An open letter to upperclassmen: lay off the freshmen


A group of freshmen (from left, Jocelyn Ripley, Shaamin Khwaja, Terah Nguyen, Fatima Youssri, and Cece Walker) sit at a lunch table. While there is a social hierarchy at Mason, it isn’t an excuse to be mean to the freshmen.

Sam Mostow, Advertising & Social Media Editor

I remember walking into the Spirit Week pep rally during the second week of my freshman year. I was optimistic, excited for my first pep rally and my first real chance to make a mark on my new school. My enthusiasm quickly turned into dread as the jeering grew louder. 

“Freshmen suck!”

“Go home, freshmen!”

It’s hard enough walking into a new school, trying to figure out where your Block 2 class is and what exactly Mustang Block is, let alone having to figure out where your World Civ classroom is when someone directs you into the F hallway.

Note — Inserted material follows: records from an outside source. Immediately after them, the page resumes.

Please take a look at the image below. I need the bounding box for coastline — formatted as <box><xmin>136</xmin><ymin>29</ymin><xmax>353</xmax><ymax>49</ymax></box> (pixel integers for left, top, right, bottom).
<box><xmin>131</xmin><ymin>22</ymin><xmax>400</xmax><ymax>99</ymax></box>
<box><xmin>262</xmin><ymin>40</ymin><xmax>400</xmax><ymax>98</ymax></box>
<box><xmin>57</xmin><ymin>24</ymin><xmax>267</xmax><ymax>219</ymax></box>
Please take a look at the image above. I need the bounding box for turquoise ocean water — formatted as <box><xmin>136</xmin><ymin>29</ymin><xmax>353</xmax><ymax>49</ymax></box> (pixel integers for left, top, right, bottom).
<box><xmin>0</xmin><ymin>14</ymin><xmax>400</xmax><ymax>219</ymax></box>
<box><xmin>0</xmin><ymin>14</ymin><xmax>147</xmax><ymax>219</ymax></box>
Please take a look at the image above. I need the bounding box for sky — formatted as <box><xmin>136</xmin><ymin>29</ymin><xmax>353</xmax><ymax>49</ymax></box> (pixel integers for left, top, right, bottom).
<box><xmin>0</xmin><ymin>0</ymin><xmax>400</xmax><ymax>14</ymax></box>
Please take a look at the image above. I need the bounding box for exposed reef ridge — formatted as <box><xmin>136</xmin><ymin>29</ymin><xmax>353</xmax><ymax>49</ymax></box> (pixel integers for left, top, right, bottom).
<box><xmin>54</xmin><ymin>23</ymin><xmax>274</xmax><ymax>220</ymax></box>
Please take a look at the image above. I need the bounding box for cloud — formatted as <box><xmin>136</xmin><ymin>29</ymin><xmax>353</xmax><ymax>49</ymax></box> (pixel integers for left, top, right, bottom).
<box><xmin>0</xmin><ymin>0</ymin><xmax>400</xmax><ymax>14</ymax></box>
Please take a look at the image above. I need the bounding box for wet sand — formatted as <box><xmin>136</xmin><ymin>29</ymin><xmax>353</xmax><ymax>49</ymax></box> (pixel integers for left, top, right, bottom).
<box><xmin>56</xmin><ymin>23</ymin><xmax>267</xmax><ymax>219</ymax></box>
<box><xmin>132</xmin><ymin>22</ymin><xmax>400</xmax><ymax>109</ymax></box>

The whole point of student bonding events, such as football games or pep rallies, is to come together as a whole school, not to chant “move back freshmen!” in the student section. 

This doesn’t let freshmen off the hook. There is a social hierarchy in this school that needs to be respected. I’m not in favor of classism, but don’t give the upperclassmen ammunition by slapping someone in the lunch line or by bringing a whistle on the bus (you know who you are).

Every time I bring up this argument, I get shouted down by a junior or senior who says that the upperclassmen were mean to them while they were freshmen, so it is only fair that they get to be mean to this year’s freshmen. But would it be so bad to graduate as nicer people, improving Mason as a whole?

When you think about it, the freshmen are the most vulnerable people in the building. Nobody knows where to go or what to do next. Everybody remembers how terrified they were to start high school. Instead of scaring away freshmen and hurling insults at them, let’s welcome them with open arms and improve Mason as a byproduct.